Should you lease or buy equipment?

Lease or buy? - close-up of person hand with pen and calculator over lease agreementMany small business people wonder whether it’s better for them to lease or buy capital equipment for their businesses. Your options regarding leasing or buying depend upon the nature of your particular business; however there are some guidelines you can follow to help you decide what you should do.

If you have the money available, and the item is really necessary to your business, then it will usually benefit you to buy the item outright. If you cannot find the money then you will have to finance the purchase out of future cashflow, which means leasing it.

A caution

A special note here: Don’t buy an item at the risk of not being able to meet your bills in the next month. Only use surplus cash—and then only if it really is ‘surplus’, not just temporarily in the bank account. You should work all this out in terms of your cashflow forecast and your forthcoming liabilities.

If the options are not so clear cut, then you have some thinking to do. Ask these questions:

  • How often will you use the item?

If you are only going to use the item occasionally, there is no real point in buying one. It will lie around for most of the year unused and is therefore a waste of your resources. So lease or hire the equipment when you require it.

  • What else could you do with the money?

Could you earn a better rate of return on the capital required if you invested it in your business? Your business might be at the stage where a few thousand ploughed back in as working capital will give you a far better rate of return than tying up the money in equipment. For example, would the money be better spent on marketing? In this case, it might pay you to lease.

The effect on net profit

The bottom line is always: how will your decision to buy or lease affect net profit?

Let’s take a simple example, and calculate the net profit results for both options. Suppose you decide the business needs a machine worth $25,000 (we’ll ignore GST). You can either buy the machine outright or lease it (rent).

  • Option One

If you lease, the machine will cost you around $500 per month, or $6,000 for the year.

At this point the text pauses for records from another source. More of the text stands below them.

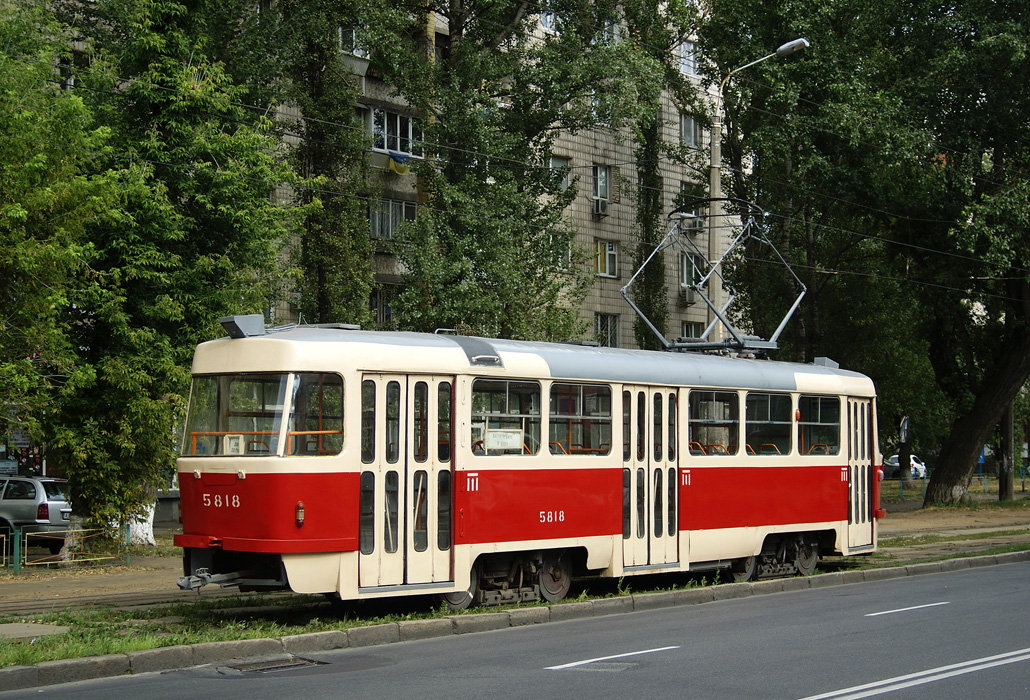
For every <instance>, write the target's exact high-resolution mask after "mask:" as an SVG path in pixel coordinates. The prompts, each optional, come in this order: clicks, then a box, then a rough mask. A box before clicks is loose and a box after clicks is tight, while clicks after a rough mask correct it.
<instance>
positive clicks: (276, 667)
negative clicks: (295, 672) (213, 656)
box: [231, 659, 325, 673]
mask: <svg viewBox="0 0 1030 700" xmlns="http://www.w3.org/2000/svg"><path fill="white" fill-rule="evenodd" d="M324 665H325V664H324V663H323V662H321V661H310V660H308V659H290V660H289V661H258V662H254V663H251V664H240V665H238V666H231V668H235V669H236V670H238V671H243V672H244V673H276V672H277V671H293V670H296V669H298V668H308V667H310V666H324Z"/></svg>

This can be added to your business expenses.

  • Option Two

If you buy the machine, you cannot deduct the total cost of $25,000 from the net profit, as it will now be regarded as an asset. Suppose you can depreciate the machine at 20% a year. This means you can claim $5,000 as an expense for the year ($25,000 x 20%).

Comparative costs

  • Option One

You’ve spent $6,000 in cash, and can claim this $6,000 as a business expense. By having $6,000 as expenses, you’ll pay $1,800 less tax (assuming a tax rate of 30%). So you could say that you’ve spent $6,000 and ‘saved’ $1,800, giving a net cash out for the business of $4,200 for that tax year.

  • Option Two

You spend $25,000 in cash, and claim $5,000 as a depreciation expense. This gives you a tax ‘saving’ of $1,500 (30% of $5,000), so your net cash out is $23,500. In the first year, therefore, it would have been better for the business to lease the machine, as far as cashflow is concerned. But what about year two? In Option One you’d still have to pay $6,000 in rent for that second year, and the net cash out is still $4,200.

But in Option Two, you have no further cash to pay, and can still claim depreciation of $5,000, which gives you a ‘saving’ of $1,500 each year for the second, third, forth and fifth years.

This comparison shows, therefore, that whilst you might have gained a better cashflow situation in year one, the lease option becomes far less attractive in subsequent years.

So as a rule of thumb, if you lease equipment you will make a cash saving in the first year or two. This is a viable alternative if you do not have the cash (especially for equipment that may cost thousands of dollars, or items you do not use regularly). Long term, it’s much better to buy equipment outright, provided you can afford the initial heavy cash commitment.

High-tech equipment

One additional factor is worth considering, though. People often lease strongly technology based equipment (such as computers or even photocopiers). However, they make use of lease terms that allow them to update to new technology as it becomes available.

In this way you avoid being stuck with outdated equipment that has little resale value or no longer serves your needs. This is often very much a judgement call that you can only make after speaking to the salesperson concerned.